All of this brings me back to Nick Cave and his interpretations of the Bible. Cave has written novels, plays, poetry and, above all, music which often engages with the Bible in creative ways. Is this “reception,” to be addressed after the solid “scientific” work of biblical critics? Not at all, for in the same way the such scholars offer their specific and particular interpretations of the Bible, so also does Cave offer yet other interpretations, which are as valid (or not!) as those who seek to maintain the fortress of biblical criticism or theological interpretation.

Notes

1 The term has been popularized in the Blackwell Bible Commentaries (www.bbibcomm.net), but it is also increasingly used as a self-designator by biblical scholars dealing with “Bible and …” areas of research, such as literature, film, culture and politics.

2 Hans-Georg Gadamer, Wahrheit und Methode, vol. 1 of Gesammelte Werke (Tübingen: Mohr, 1990; original 1960).

Comments (3)

Boer criticizes a caricature. Indeed, he spins the attitudes and practices of actual scholars working in reception history almost 180 degrees.

#1 - Christopher Heard - 06/12/2011 - 05:10

Mr. Heard,

Pony up a little.

With at least enough example-to-theory stuff to make a half-dead forum a little more lively.

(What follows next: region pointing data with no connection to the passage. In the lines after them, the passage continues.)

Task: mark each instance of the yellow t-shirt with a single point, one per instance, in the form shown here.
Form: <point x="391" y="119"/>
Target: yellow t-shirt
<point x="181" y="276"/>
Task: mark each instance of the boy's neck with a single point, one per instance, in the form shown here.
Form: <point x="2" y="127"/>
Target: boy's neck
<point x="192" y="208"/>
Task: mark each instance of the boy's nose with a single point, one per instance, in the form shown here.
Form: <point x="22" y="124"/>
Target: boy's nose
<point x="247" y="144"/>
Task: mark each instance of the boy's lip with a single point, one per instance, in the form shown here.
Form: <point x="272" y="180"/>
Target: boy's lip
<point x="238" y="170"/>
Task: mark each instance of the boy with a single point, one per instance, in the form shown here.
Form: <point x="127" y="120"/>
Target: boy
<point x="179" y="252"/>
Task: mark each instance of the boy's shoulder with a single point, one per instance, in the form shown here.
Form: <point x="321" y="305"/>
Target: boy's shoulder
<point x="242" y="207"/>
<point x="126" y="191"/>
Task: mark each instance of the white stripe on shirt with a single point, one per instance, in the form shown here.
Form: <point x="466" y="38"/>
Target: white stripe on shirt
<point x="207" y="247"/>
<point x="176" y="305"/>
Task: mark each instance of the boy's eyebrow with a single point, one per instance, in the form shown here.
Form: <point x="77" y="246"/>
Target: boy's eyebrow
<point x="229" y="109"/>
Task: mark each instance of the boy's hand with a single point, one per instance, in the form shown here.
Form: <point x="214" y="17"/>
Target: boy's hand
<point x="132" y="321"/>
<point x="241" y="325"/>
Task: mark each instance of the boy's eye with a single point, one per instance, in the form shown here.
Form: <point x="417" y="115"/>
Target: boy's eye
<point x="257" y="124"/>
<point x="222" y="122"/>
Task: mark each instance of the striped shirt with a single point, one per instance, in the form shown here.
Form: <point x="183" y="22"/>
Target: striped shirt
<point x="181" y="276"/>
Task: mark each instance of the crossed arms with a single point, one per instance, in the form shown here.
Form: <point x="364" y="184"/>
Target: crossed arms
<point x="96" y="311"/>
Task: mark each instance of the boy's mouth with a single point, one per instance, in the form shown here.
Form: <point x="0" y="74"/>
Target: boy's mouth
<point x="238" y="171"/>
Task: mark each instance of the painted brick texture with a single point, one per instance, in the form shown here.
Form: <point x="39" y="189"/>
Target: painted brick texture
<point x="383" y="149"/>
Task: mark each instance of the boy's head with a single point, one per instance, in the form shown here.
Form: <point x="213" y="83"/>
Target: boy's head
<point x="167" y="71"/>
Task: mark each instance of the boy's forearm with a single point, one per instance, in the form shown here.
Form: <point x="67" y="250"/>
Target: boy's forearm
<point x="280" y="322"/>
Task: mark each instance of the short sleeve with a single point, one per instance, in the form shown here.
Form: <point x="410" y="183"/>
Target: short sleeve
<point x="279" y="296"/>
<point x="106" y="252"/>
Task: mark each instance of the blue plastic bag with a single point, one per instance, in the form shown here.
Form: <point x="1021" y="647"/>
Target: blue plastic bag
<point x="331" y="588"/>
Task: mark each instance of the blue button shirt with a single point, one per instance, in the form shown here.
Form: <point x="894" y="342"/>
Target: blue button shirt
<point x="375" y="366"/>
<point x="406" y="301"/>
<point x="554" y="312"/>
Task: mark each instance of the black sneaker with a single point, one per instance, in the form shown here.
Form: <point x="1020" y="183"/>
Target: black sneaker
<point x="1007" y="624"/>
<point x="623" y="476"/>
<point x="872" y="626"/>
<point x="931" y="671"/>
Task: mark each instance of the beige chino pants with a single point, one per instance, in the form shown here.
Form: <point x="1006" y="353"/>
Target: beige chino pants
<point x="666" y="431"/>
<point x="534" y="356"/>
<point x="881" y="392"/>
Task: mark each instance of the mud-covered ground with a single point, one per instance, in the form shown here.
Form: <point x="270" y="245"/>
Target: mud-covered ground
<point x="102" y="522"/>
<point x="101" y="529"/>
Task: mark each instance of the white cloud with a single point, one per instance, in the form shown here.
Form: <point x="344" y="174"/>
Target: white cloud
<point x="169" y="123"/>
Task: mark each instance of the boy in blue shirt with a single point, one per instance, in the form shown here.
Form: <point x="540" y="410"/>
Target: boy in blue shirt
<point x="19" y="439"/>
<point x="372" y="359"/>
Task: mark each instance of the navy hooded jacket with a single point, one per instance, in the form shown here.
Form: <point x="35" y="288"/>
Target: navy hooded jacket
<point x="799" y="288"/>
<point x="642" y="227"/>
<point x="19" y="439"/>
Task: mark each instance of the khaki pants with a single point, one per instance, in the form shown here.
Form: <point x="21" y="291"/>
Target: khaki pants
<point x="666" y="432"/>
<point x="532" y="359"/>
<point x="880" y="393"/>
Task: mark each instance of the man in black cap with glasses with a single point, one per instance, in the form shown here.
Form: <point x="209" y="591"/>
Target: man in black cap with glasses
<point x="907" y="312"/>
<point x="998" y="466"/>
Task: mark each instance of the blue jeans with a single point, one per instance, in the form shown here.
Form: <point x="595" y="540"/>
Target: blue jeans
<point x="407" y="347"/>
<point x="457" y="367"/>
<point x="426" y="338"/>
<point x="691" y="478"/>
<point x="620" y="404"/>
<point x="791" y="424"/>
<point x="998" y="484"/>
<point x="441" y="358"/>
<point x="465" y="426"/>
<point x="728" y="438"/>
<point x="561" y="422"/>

I’m no expert in biblical studies. I don’t want to be. I’m modestly further along than a general reader. My few acquaintances with the discipline have been limited to asking how and why religious texts can become a part of the rough and random concatenation of history, so as to tumble into concrete case judgments in a casuistry.

I don’t have a pony in this race. But, I didn’t think Mr. Boer’s linear sequence of interpretation and reception had to be read so woodenly as to pretend that all biblical scholars really treat texts as somehow so “original” that texts are never approached with a nearly a priori sensibility (based on the history of scholarship itself) in which scholars are too dumb to think that texts involve no prior discourse, no efforts at competition between dominating monologues, no transient politics, no erotic attachments, no random and inexplicable compromise, and no built-in refractoriness to many readings inside the texts themselves, all before moving on to all these same features in reception. It seemed to me that his main criticism aimed at a science of method which threatens to kill intuitive poets under the crush of a cult of experts prone to logic-chopping.

Surely, you’re not saying there are no remaining exemplars of the geschichtes?

Or that you wouldn’t curb the twitching romanticism of undergrads by teaching some sort of linear sequence of method, that is, before graduating them to the multivalent dance of experts?

It strikes me that a 180-degree misrepresentation would imply that biblical studies really are an orgy of non-linear free for alls.

Where’s the misrepresentation? – at the 180-degree scale?

Jim

http://www.blogger.com/profile/07674489078935633842

#2 - Jim - 06/14/2011 - 05:23

Chris, what you describe is reader-response criticism. Gadamer would turn in his grave.